Personal information
- Date of birth: 2 August 2002 (age 24)
- Place of birth: Agrinio, Greece
- Height: 1.91 m (6 ft 3 in)
- Position: Centre-back

Team information
- Current team: Jagiellonia Białystok
- Number: 44

Youth career
- 2007–2020: Panetolikos

Senior career*
- Years: Team / Apps / (Gls)
- 2019–2021: Panetolikos / 27 / (1)
- 2021–2025: Beerschot / 92 / (6)
- 2025–2026: Raków Częstochowa / 12 / (0)
- 2026–: Jagiellonia Białystok / 13 / (0)

International career
- 2017–2018: Greece U16 / 6 / (0)
- 2019: Greece U17 / 2 / (0)
- 2020–2024: Greece U21 / 14 / (0)

= Apostolos Konstantopoulos =

Greek footballer

Apostolos Konstantopoulos (Απόστολος Κωνσταντόπουλος; born 2 August 2002) is a Greek professional footballer who plays as a centre-back for Ekstraklasa club Jagiellonia Białystok.

==Career==
Konstantopoulos played for Panetolikos youth academy for almost 13 years, before he started playing with the senior team.

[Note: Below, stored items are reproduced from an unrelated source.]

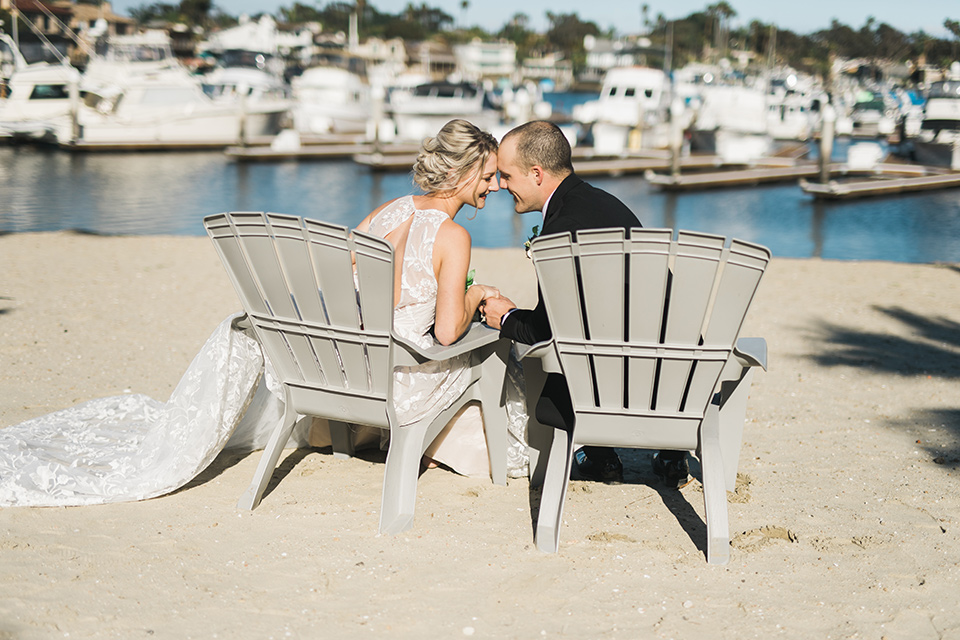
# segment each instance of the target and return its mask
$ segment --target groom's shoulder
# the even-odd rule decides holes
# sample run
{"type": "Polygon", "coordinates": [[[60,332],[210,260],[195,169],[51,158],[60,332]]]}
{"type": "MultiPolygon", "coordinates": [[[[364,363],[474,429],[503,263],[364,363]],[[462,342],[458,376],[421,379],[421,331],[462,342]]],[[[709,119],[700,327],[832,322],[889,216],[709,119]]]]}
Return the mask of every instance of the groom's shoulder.
{"type": "Polygon", "coordinates": [[[567,193],[569,199],[590,205],[591,209],[602,209],[610,213],[636,218],[630,207],[609,191],[595,187],[585,180],[579,180],[567,193]]]}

On 6 July 2020, he scored his first goal with the club in a 2–2 away draw against Atromitos and subsequently became the youngest football player to play in the Greek play-offs, the youngest to score in 2020–21 season, but also the youngest in the history of the club. In the 2020–21 season, his first full campaign with Panetolikos, he played 26 times in all competitions.

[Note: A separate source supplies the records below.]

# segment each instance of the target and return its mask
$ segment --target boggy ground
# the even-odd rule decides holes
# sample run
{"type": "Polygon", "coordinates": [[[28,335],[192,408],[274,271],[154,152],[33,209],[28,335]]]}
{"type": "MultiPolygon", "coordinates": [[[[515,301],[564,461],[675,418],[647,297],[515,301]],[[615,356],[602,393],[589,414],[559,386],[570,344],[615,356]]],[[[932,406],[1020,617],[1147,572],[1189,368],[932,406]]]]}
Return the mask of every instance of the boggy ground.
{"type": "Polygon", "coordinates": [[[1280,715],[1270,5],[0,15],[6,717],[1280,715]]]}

On 18 June 2021, Beerschot announced the acquisition of the 18-year-old central defender from a €500,000 transfer fee, who signed a contract until 2024 with the possibility of extending their cooperation for another year.

Konstantopoulos was relegated with Beerschot at the end of the 2021–22 season, but after two seasons they won the Challenger Pro League for 2024, earning promotion back up to the top flight, the Belgian Pro League.

On 1 July 2025, Konstantopoulos moved on a free transfer to Polish club Raków Częstochowa on a three-year contract, with an option for another year.

On 30 January 2026, Konstantopoulos completed a move to fellow Ekstraklasa side Jagiellonia Białystok, signing an eighteen-month deal with a one-year option.